When every dollar counts, milkfat and protein levels in milk are extremely valuable in maximizing income over feed costs (IOFC). Unfortunately, this is the time of year when components, particularly milkfat percentage, start to drop.
“We are fighting a fairly strong seasonal trend on milkfat percentage right now,” said Tom Overton, Cornell University, during his presentation at the Professional Dairy Producers of Wisconsin (PDPW) Annual Business Conference held in Madison, Wis.
“There is a relatively strong seasonal decline in the spring, and milkfat percentage bottoms out in summer time. Then, it increases in the fall,” he explained.
While dairy producers can’t change the calendar, Overton shared other common risk factors for low components that can be managed around. They fall into two categories: nutritional factors and non-nutritional factors.
Nutritional factors include:
- High availability of linoleic acid (a result of the unsaturated fat source, amount, and type of processing)
- Altered ruminal biohydrogenation (caused by low rumen pH, feed quality issues such as mycotoxins, and changes in eating behavior)
- Slow rates of biohydrogenation (a result of fish fatty acids or ionophores in the diet)
- High rates of passage (could be from high milk production and high dry matter intake)
Overton pointed out it is often not one factor but an interaction among several factors that are responsible for lowering milkfat.
Looking specifically at forages, wet corn silage and starch availability in corn silage are contributing factors. Mycotoxins or high yeast counts in corn silage or high moisture cereals could be as well.
Facility and management (non-nutritional factors) aspects such as stocking density, daily time budgets for cows, heat stress, and feeding to an empty bunk all have the potential to encourage slug feeding or alter eating patterns.

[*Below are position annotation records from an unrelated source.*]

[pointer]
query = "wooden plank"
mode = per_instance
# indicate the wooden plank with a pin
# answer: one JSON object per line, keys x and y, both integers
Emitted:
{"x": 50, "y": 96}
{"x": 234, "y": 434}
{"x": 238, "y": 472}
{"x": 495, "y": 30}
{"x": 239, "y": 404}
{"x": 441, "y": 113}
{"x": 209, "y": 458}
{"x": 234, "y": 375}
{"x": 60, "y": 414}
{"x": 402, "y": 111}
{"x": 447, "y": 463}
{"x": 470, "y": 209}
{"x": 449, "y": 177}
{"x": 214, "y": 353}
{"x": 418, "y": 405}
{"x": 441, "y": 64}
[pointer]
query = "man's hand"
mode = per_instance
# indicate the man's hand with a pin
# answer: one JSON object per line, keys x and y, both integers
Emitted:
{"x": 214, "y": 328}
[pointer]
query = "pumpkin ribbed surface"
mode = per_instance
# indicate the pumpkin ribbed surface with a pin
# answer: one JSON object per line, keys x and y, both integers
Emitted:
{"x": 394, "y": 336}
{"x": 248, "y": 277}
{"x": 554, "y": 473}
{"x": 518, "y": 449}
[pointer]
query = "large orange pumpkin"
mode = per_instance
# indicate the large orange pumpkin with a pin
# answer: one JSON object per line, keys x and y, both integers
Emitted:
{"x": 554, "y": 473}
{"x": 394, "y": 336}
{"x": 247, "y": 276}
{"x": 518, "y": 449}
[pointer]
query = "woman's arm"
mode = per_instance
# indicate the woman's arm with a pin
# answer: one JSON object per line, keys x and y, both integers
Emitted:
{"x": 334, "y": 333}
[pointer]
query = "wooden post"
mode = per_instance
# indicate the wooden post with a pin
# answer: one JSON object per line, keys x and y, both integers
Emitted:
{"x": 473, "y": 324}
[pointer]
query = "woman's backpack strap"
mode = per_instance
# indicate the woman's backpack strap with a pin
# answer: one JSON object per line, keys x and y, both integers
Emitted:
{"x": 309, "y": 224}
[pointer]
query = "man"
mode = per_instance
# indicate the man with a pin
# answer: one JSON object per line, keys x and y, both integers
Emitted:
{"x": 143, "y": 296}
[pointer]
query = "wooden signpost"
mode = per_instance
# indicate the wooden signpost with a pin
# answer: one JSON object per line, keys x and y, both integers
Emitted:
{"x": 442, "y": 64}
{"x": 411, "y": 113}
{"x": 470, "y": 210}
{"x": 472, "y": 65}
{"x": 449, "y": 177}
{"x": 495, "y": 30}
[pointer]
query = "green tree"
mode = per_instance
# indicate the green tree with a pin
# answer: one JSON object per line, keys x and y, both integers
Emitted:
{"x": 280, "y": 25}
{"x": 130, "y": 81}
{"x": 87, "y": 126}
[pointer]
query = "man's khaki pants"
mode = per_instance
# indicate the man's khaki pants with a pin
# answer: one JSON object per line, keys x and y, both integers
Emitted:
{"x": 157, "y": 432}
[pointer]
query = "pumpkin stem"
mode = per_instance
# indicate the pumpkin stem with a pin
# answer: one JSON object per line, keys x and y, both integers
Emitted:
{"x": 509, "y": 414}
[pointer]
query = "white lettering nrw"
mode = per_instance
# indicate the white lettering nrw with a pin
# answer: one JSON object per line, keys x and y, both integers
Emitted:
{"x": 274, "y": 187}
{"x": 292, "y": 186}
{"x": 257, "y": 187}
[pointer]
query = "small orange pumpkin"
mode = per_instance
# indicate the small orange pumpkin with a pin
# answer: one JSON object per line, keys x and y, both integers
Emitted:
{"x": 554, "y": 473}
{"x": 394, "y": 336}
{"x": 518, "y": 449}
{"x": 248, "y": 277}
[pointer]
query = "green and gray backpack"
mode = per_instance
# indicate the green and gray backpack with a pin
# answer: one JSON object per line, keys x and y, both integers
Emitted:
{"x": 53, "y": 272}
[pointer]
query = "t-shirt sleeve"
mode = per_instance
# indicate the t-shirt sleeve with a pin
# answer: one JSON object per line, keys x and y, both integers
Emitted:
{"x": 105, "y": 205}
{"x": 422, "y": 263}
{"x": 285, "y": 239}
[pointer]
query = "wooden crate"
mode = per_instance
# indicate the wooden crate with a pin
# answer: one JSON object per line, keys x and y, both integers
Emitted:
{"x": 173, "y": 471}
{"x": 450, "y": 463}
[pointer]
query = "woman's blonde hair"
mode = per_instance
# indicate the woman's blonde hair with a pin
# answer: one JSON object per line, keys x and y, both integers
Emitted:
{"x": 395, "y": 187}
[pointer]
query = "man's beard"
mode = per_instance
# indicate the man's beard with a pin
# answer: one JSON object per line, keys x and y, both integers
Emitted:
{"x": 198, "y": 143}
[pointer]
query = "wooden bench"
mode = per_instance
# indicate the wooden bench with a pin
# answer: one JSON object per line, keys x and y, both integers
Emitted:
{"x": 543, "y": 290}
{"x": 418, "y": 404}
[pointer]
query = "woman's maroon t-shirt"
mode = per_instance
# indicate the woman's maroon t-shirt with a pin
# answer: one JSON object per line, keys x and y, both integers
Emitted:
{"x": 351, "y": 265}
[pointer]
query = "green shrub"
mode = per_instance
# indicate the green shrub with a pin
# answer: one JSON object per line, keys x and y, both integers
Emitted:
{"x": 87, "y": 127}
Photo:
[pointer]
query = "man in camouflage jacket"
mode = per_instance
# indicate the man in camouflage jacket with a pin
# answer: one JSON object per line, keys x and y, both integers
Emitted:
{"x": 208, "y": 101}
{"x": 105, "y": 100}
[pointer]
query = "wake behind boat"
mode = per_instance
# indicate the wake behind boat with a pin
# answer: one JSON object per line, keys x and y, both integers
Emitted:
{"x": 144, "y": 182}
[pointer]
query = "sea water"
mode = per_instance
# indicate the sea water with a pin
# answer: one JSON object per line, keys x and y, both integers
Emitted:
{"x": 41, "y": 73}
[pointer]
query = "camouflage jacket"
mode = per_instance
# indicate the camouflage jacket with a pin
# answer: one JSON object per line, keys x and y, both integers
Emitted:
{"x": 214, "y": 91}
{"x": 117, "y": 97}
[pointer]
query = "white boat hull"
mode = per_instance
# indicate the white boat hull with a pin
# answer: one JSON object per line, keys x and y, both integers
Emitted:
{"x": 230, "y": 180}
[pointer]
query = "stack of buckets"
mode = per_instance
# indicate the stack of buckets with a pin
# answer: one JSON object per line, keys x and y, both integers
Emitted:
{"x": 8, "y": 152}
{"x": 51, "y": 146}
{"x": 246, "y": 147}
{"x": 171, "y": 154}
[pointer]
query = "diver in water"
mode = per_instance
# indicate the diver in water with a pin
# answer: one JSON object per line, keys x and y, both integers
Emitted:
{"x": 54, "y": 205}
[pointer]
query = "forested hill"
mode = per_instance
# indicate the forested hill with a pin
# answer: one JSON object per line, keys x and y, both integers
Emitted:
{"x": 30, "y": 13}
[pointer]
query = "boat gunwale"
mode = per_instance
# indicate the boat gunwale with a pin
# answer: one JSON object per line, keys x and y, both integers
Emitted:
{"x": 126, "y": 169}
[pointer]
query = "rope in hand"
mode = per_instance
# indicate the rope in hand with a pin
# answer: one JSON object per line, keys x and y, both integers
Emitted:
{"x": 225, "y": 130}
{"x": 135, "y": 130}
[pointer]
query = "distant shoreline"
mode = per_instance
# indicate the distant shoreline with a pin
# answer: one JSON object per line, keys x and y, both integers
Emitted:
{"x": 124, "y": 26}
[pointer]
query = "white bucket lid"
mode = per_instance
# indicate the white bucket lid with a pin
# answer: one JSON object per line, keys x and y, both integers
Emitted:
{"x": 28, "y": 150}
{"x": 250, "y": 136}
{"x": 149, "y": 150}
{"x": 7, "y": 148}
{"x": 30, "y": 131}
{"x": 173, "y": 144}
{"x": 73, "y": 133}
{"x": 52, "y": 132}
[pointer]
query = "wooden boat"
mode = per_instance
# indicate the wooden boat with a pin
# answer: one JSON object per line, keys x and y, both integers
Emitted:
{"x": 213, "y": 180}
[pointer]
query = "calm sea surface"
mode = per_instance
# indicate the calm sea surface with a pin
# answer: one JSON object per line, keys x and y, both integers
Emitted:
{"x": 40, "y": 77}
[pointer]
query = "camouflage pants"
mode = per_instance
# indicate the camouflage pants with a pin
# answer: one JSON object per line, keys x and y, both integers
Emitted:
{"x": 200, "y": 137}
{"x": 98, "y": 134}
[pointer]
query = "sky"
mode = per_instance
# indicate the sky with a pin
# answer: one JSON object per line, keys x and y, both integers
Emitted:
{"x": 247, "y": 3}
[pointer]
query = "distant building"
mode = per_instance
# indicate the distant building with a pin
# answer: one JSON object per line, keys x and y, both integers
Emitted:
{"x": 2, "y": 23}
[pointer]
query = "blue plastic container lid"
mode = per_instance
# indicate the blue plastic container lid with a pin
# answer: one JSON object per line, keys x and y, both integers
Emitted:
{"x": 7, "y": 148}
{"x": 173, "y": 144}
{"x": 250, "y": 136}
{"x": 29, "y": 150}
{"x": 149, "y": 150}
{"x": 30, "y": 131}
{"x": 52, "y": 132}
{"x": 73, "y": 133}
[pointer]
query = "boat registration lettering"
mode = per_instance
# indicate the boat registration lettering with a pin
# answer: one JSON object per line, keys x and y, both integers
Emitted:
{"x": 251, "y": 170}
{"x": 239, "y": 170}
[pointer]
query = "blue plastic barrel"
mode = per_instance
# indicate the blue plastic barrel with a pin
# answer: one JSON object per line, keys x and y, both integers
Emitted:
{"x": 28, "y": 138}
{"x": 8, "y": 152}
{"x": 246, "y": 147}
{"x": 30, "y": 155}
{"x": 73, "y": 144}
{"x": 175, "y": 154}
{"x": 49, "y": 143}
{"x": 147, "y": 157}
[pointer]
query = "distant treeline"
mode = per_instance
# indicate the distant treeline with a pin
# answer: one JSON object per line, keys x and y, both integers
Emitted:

The good news, Overton said, is that changes made in the herd today to improve milkfat percentage should be noticeable fairly quickly.
“The nice thing about components in general is that you’re usually going to know in the bulk tank in a couple weeks if your adjustments will move components, especially milkfat, one way or another,” he said. “A lot of things related to components are fairly short term, and you will get some indication if the change makes sense before long.”